## Introduction

C++ for embedded systems, or CES for short, is a language extension for

C++, designed for

probabilistic algorithms, mainly in the field of

AI. This is needed, because all

sensor based systems, e.g. robots, have to deal with

uncertainty.

## Probabilistic Data Types

Probability distributions are defined over a set of variables. If the

event space is

`type`

, then the template

`prob<type>`

defines a distribution over

`type`

. CES offers four ways of creating probability distributions. These are:

**1. Enumeration.** a distribution can be set by a list in the format:

`{ {v1, p1}, {v2, p2}, ..., {vN, pN} }`

**2. Type conversion.** a point mass distribution, where all the probability is centred on one point, can be created using

`type x;`

prob = x;

which makes a point mass distribution on x.

**3. Library.** probability distributions are offered via library functions, e.g.

`x = NORMAL1D(0.0, 1.0);`

assigned a normal distribution, between 0 and 1 to x.

**4. Probloop.** complex probability distributions can be created by using the probloop function, which will be explained later.
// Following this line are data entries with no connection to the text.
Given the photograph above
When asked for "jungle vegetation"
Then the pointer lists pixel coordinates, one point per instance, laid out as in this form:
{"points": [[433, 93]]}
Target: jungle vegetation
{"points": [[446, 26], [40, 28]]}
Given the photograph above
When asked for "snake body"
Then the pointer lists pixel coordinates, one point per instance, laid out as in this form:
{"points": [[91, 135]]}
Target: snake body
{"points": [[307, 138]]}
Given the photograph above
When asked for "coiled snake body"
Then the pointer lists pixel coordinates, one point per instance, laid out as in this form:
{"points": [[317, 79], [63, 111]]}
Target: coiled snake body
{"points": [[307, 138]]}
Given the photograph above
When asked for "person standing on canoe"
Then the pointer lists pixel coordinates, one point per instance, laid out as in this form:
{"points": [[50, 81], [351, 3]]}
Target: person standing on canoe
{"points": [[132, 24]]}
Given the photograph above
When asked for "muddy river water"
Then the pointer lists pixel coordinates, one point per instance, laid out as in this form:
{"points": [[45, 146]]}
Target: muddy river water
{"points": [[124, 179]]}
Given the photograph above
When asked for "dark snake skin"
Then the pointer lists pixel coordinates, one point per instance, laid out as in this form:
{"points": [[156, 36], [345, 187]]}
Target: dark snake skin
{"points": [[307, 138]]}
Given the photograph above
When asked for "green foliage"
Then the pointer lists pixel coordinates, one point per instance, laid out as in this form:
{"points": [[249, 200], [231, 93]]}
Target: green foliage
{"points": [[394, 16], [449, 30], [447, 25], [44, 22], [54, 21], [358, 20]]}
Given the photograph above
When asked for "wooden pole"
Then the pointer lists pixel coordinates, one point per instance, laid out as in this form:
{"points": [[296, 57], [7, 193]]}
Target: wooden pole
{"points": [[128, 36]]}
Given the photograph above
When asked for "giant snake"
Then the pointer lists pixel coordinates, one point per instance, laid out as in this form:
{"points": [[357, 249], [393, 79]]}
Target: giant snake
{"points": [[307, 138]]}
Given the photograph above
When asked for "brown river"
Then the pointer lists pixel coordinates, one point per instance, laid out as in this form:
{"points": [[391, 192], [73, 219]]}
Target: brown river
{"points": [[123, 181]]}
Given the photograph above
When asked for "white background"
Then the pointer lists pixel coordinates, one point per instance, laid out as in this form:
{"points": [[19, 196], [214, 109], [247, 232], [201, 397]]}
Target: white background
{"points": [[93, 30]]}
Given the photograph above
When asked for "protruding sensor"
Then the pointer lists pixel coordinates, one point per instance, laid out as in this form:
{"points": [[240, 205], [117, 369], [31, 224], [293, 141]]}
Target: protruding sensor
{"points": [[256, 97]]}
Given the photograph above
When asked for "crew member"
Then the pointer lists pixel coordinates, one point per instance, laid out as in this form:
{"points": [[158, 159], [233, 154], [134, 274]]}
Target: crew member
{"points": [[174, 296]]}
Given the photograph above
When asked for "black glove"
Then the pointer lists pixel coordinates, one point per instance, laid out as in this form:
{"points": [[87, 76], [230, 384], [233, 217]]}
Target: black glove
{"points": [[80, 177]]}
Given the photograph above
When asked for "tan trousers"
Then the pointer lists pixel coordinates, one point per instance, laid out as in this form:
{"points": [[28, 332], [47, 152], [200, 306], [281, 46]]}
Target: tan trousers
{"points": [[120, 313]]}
Type conversion from prob to type will assign the

expected value of the probability distribution.

## Arithmetic Operators

All the arithmetic operators in C++ are applicable to probability distributions, but as distributions are more complex, their is often more than one way to

interpret them. e.g.

`z = prob<int> * prob<int>;`

can be interpreted as two

random variables being multiplied, or, two distributions over the same event space. To help illustrate this, say we have two distributions,

```
x = {{1, 0.2}, {2, 0.8}};
y = {{1, 0.5}, {2, 0.5}};
```

In the first interpretation, where x and y are

independent events,

```
z = {{1, 0.2*0.5}, {2, (0.8*0.5) + (0.2*0.5)}, {4, 0.8*0.5}};
z = {{1, 0.1}, {2, 0.5}, {4, 0.4}};
```

in the second interpretation, where x and y are distributions over the same space, so they must take the same value at all times:

```
z = {{1, 0.2*0.5}, {4, 0.8*0.5}};
after normalization,
z = {{1, 0.2}, {2, 0.8}};
```

## Probloop

The probloop

command is of the form

```
probloop(X1,...,Xn; Y1,...,Ym)
{
//statements
}
```

Where

statements implements a

function f, and x1 - xN are input variables, and y1 through yM are output variables of f. All of these variables must be probabilistic, though not necessarily of the same type. Inside the

loop, however, these variables are reduced to their non-probabilistic base type.